Remember we spoke of the siphon gun and how versatile it is in the hands of a pastry enthusiast? If you’re someone who is fascinated with texture, there’s no reason why you shouldn’t try this exquisite recipe handcrafted by Lavonne’s Chef Vinesh Johny. Obsessed with his new-favourite tool, the siphon gun, and with the unusual yet complementary flavours of lemon and chocolate, he has commissioned this scrumptious and absolute eye-candy of a dessert- the Citron Meringue Jardin.
CITRON MERINGUE JARDIN
Sweet Paste
- Flour-120g
- Icing sugar-60g
- Butter-60g (room temperature)
- Eggs-24g
- Vanilla essence-5g
Method
- In a measuring bowl, mix together icing sugar, eggs and butter, using your hand, till the ingredients form a smooth paste.
- Fold in the sieved flour, making sure there are no lumps in the paste.
- Cling wrap the dough and refrigerate it for 30 to 40 minutes.
- Once the sweet pastry is firm enough to roll, take it out of the refrigerator.
- Place half the sweet paste in the middle of a sheet of cling wrap and roll it to a thickness of 4 mm. Place the rolled out sweet pastry on a silicon mat .
- Using a 3 inch cookie cutter to cut out a disc
- Using a fork, dock the base.
- Bake at 170 degree Celsius for 17 minutes.
Lemon Curd
- Lime juice -75g
- Sugar-75g
- Eggs-75g
- Butter-12g
- Gelatine-3g
Method
- In a bowl, heat the lime juice and sugar together till the sugar dissolves
- In a large bowl, whisk the eggs
- Now add the hot lime and sugar mix into the eggs and whisk constantly to temper the eggs. (pour the lime and sugar mix in a thin stream into the eggs while whisking) Strain the mixture into another bowl to remove any lumps.
- Cook the mix over a water bath while still whisking.
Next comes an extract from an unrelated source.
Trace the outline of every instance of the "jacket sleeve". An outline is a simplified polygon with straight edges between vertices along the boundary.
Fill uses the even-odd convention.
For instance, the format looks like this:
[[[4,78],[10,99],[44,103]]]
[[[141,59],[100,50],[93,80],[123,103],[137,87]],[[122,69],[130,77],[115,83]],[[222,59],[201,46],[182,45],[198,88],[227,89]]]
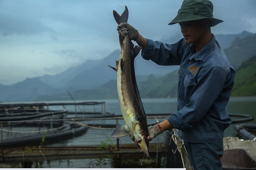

Once the mix has cooked for about 5-8 minutes and has turned pale yellow in colour, add the bloomed gelatine and whisk in the butter.
- Now cling wrap the mix making sure the wrap touches the surface of the curd, and refrigerate it.
- Pipe the lemon curd into spherical silicon moulds and freeze
Italian Meringue
- Egg white – 60g
- Castor sugar-120g
- Water-30g
Method
- In a bowl heat castor sugar and water at a low temperature. (With a pastry brush, drizzle water along the sides of the bowl so that sugar doesn’t recrystallize).
- When the sugar reaches 100 degree Celsius, start whipping the egg whites. When the sugar reaches soft ball stage (118 degrees Celsius), remove it from the heat.
- While continuously whisking the egg whites, in a thin stream, pour the above mixture over the egg whites.
- Add a drop of red colouring to achieve a rose pink colour meringue
- Keep whisking the meringue till it reaches room temperature and forms stiff peaks.
Hazelnut Sponge
- Flour-25g
- Egg white-120g
- Egg yolk -80g
- Hazelnut paste -50g
- Sugar-80g
Method
- In a measuring jar, add all the ingredients and blend well using a stick blender.
- Strain and pour the mixture into a siphon gun.
- Place the siphon gun and the mixture in the fridge for 4 hours
- Charge the siphon gun with two charges and shake well.
- Force the mixture into a disposable cup half way through. Make sure the cup has slits at the bottom and microwave it for 40 seconds. Turn it upside down and allow it to cool.
Baked Meringue
- Egg White -50g
- Castor Sugar-50g
- Icing sugar-50g
- Vanilla Powder – 2gm
Method
- Make French meringue with egg whites and castor sugar. In a deep bowl beat the egg whites until they get light and foamy. Add ¼ of the sugar and continue to beat. Slowly add in small intervals of three. Beat it till it reaches soft peaks.
- Fold in the icing sugar and vanilla powder, making sure there are no lumps.
- Put the meringue into a piping bag and pipe out long strings onto a silicon mat. Bake at 90 degrees Celsius for 1 hour.
Chocolate Mud
- Chocolate -50g
- Water-50g
Method
- In a bowl heat water and add chopped chocolate. Cook till it seizes.
- Continue to cook till it dries out and forms crumbles.
- Cool it on a baking sheet.
Final Assembly
- Place the sweet pastry disc on a white plate
- Arrange the lemon curd spheres to form a flower shape
- Fill in the spaces on the side with chocolate mud
- Using a rosette nozzle, pipe rosettes of meringue along the lemon curd and torch it
- Start placing in random, Hazelnut sponge, baked meringue, edible flowers, and micro herbs
- Finish the dessert with the lemon sphere dipped in toasted sesame seeds and place it in the centre.